Project

General

Profile

Feature #2815

Merging/mixing multiple files event-by-event

Added by Christopher Backhouse about 7 years ago. Updated about 7 years ago.

Status:
Rejected
Priority:
Normal
Assignee:
-
Category:
Navigation
Target version:
-
Start date:
07/06/2012
Due date:
% Done:

0%

Estimated time:
Scope:
Internal
Experiment:
-
SSI Package:
Duration:

Description

Hi,

I would like to be able to take a bunch of "overlay" secondary art files (and optionally a "primary") and have access to all the data products from them for a specific event.

This is similar to what MixFilter currently allows, except that that is designed for essentially-random overlaying, which is ideal for cosmic/rock overlays and potentially simulating different intensities.

What I'm actually doing, is I have a PID process that takes a large amount of memory. It needs to be split into multiple sub-jobs, all writing their own output, that can then be recombined to get the final PID result.

Marc Paterno and I took a look at the code currently in MixFilter/MixHelper, and it looks like it's engineered to always provide the overlay events from one file at a time, which isn't what I need.
On the other hand, I have no need for the random access features, and probably not the most generic merging support.

Interface:
I need to be able to specify multiple input files in the job fcl, ideally with glob syntax.

For each event in the primary file, I need to have access to the products of the corresponding event in each secondary file. I'm able to guarantee that each file has exactly the same event numbers in the same sequence, and it can be a fatal error if there's a mismatch. More generally, perhaps if an event doesn't exist in one of the files it should simply return no products.

A MixFilter-like interface would work OK. It might even be possible to rearchitect MixFilter so it can do this.

For my specific use-case the ideal interface would be to have something like a producer with function:
void produce(art::Evt& evt, vector<const art::Evt&> secondaries);
where each secondary corresponds to one of the secondary files, and is set to the same event number as the primary.
If it simplifies implementation, I (again personally) would be OK with the restriction that I couldn't write Ptrs to the secondaries into the output stream.

Other uses I have in mind within NOvA (eg combining muon-removed and vanilla files for comparison) might want some default merge semantics, where products in the secondaries automatically end up in the primary stream. I'm not sure how they'd be labelled...
This is OK for me too. The PID objects from the secondary can all end up in the stream, and I can merge them at a later step.

Let me know if you need any clarification for what I have in mind. I'm pretty sure Marc had a clear picture when I spoke to him though.
He also mentioned that having an art file open for reading cost significant memory. Can someone quantify that?

As far as I know I'm the only person asking for this right now. But I'm told it shouldn't be too difficult to do, and I do currently have an immediate need for it.

Thanks - Chris

History

#1 Updated by Christopher Backhouse about 7 years ago

Oh, I forgot. I propose the nomenclature "mixing" for the uncorrelated-files mode currently implemented by MixFilter, and "merging" for the files-contain-versions-of-the-same-events feature I'm requesting here.

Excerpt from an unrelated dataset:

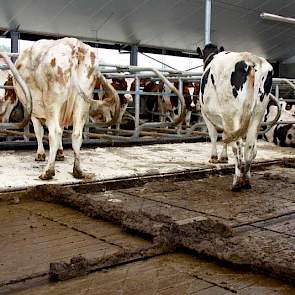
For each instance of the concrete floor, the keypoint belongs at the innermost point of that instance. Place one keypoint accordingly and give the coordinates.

#2 Updated by Christopher Green about 7 years ago

  • Category set to Navigation
  • Status changed from New to Accepted

I've just read over your request again with all its details, and it seems that in the first instance you're looking at a particular product: a PID object. You suggest from your description that you are running a memory-hungry algorithm that you need to be able to split up into smaller chunks to provide different pieces of the answer. We would certainly be willing to take a look at the algorithm to see if the memory requirements of the algorithm can be mitigated at all, perhaps using the C++2011 features which will be available with the next art suite / art externals release. It also seems a little strange to me that serializing in different execs will mitigate memory usage, but serializing within a module would not solve the problem. I'm sure this could be made clear to me with a little more detailed discussion of the problem (and perhaps some code snippets) but I'd like to be sure that we're not contemplating an overly general solution to a problem which is solvable more easily some other way.

However, treating your request on its face seems the most efficient way to progress for now. Providing an interface for merging multiple representations of the same event is certainly doable, although my analysis has yet to tell me whether the better solution is to extend MixFilter functionality or to have something similar but different for this purpose specifically.

One question: would you be happy with the entity to be put into the composite being a collection of objects rather than a single one? This would solve the problem of declaring n products for the merge, having to do something programmatic with instance labels and then read them on the analysis side with a GetMany call and sort through them. A variation on this would be to have the system merge only collections in this way.

Regardless of your answer to the above question, I expect it to be relatively straightforward once we have the general solution in place to provide a detail object that would handle the automatic merging of all products.

There are a couple of wrinkles to the general solution to this problem that may not be obvious, so I'll spell them out:

  1. You will need to think about provenance very carefully: what information might you need about these merged products?
  2. Having the event information in the primary match that in the secondaries needs to be handled outside the merging system because of the separation in functionality between the input source and the producers / filters. You would need to have the source configuration set to read one of the fragment files and remove all of its products with a DropOnInput directive.

I think that's it for now. Please update the ticket when you have had chance to consider the questions asked here, and we will move on this as soon as we can given NOvA's other priorities.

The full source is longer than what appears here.